Negli ultimi anni, le autorità di intelligence e gli analisti antiterrorismo hanno evidenziato una crescente presenza di Hamas in Europa, Italia inclusa. Il movimento islamista palestinese, classificato come organizzazione terroristica da Stati Uniti e Unione Europea, avrebbe sviluppato una rete di simpatizzanti e agenti operativi distribuiti su diverse nazioni del continente, sfruttando permessi di soggiorno e altre coperture per infiltrarsi tra la popolazione civile e pianificare azioni di destabilizzazione.
Presenza visibile e proselitismo sui social
In Italia, la presenza di simboli e bandiere di Hamas, così come delle Brigate Al-Qassam, è stata documentata durante numerose manifestazioni pro-Palestina, sia in Italia che all’estero. Sui social network, attivisti e predicatori inneggiano apertamente ai combattenti di Gaza, glorificando i leader uccisi e le milizie armate. Tra i casi più eclatanti, il predicatore Zulfikar Khan, espulso dall’Italia dopo aver condiviso immagini di miliziani mascherati, e Mohammed Hannoun, ingegnere di Genova accusato dagli Stati Uniti di essere un importante finanziatore di Hamas in Italia.

Le reti di supporto e le coperture operative
Secondo fonti dell’antiterrorismo, figure come Hannoun operano da anni sotto la copertura di associazioni italiane come ABSPP, Cupola d’Oro e API – Palestinesi in Italia, fungendo da nodi chiave di una rete europea di supporto a Hamas. La loro attività include il finanziamento, il proselitismo e la pianificazione di azioni terroristiche.
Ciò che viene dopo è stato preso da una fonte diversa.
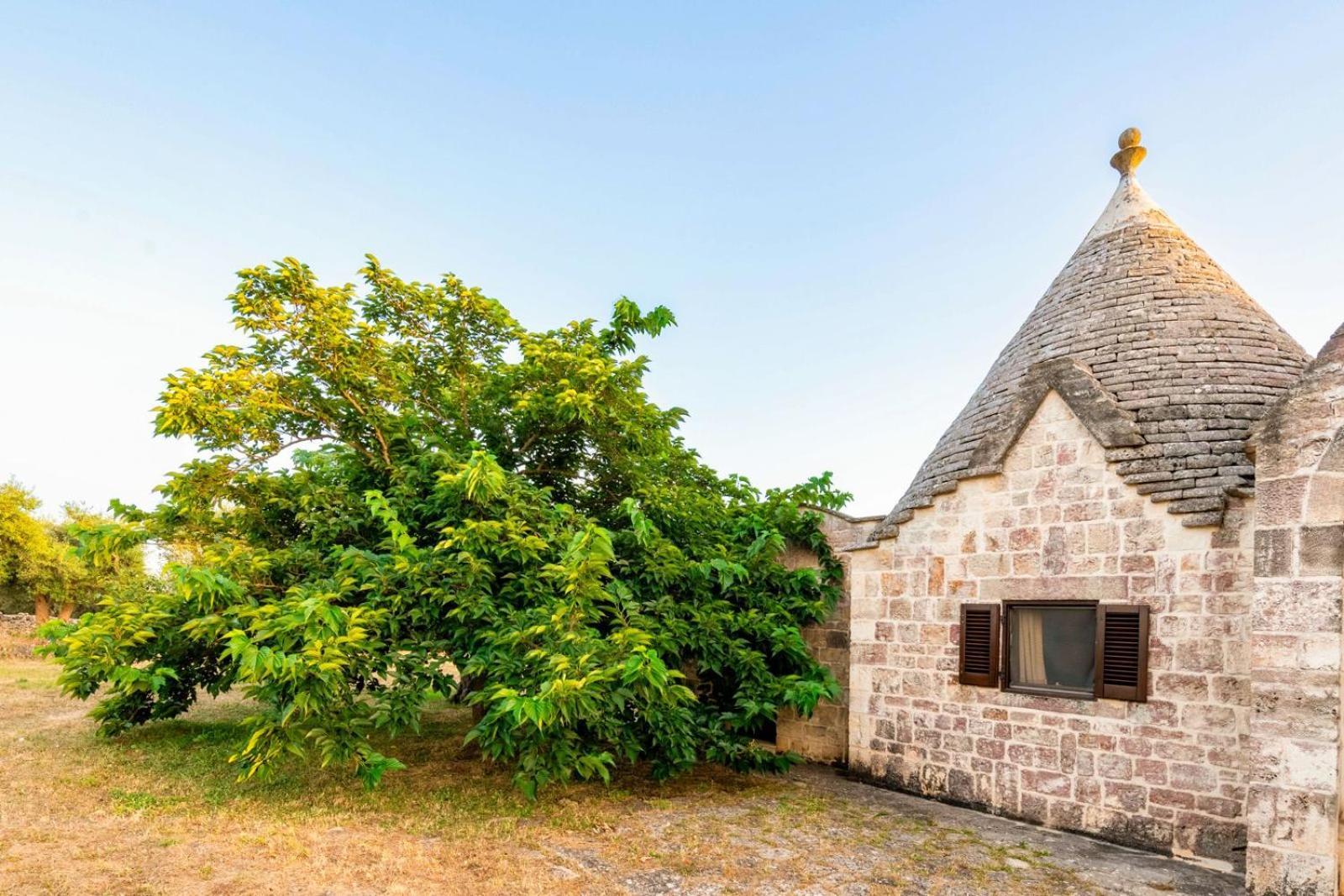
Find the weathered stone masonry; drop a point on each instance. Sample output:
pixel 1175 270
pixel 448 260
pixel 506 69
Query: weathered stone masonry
pixel 1294 748
pixel 824 736
pixel 1168 774
pixel 1151 437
Cellule dormienti e infiltrazioni
Le autorità europee hanno smantellato diverse cellule operative pronte a colpire. In Germania, una rete di sospetti terroristi è stata fermata solo due settimane fa, mentre depositi di armi sono stati trovati in Bulgaria, Polonia e Austria. Le indagini indicano che l’infiltrazione di agenti di Hamas in Europa era già in atto prima del 7 ottobre, con piani di ottenere permessi di soggiorno permanenti per agenti sotto copertura, pronti a operare tra i richiedenti asilo.
Esempi di operazioni e piani di attacco
Tra i casi sotto osservazione, quello di Abdulhamid Al Ali in Germania, il cui telefono conteneva messaggi del 2020 che indicavano la presenza di “uomini in Italia” pronti ad agire. Secondo le indagini, il piano prevedeva di ottenere permessi di soggiorno permanenti per agenti dormienti. Un altro esempio è Ibrahim Elrassatmi, arrivato in Europa nel 2019 su ordine diretto delle Brigate Al-Qassam, con l’obiettivo di seppellire un arsenale in Bulgaria. In Italia, il suo fratello aveva già ottenuto un permesso di soggiorno regolare.
Allarme internazionale e potenziale di attacco
Un recente report del Combating Terrorism Center di West Point ha evidenziato come Hamas sia ormai radicato in Europa, con agenti attivi in Italia, Germania, Olanda e Bulgaria. L’intelligence danese ha segnalato un “alto potenziale di mobilitazione” del gruppo, che potrebbe sfociare in attacchi terroristici. Sinan Selen, esperto dell’intelligence tedesca, ha dichiarato: “Non c’è alcun segnale di rassicurazione su Hamas in Europa, nemmeno nel contesto dei negoziati di pace a Gaza”.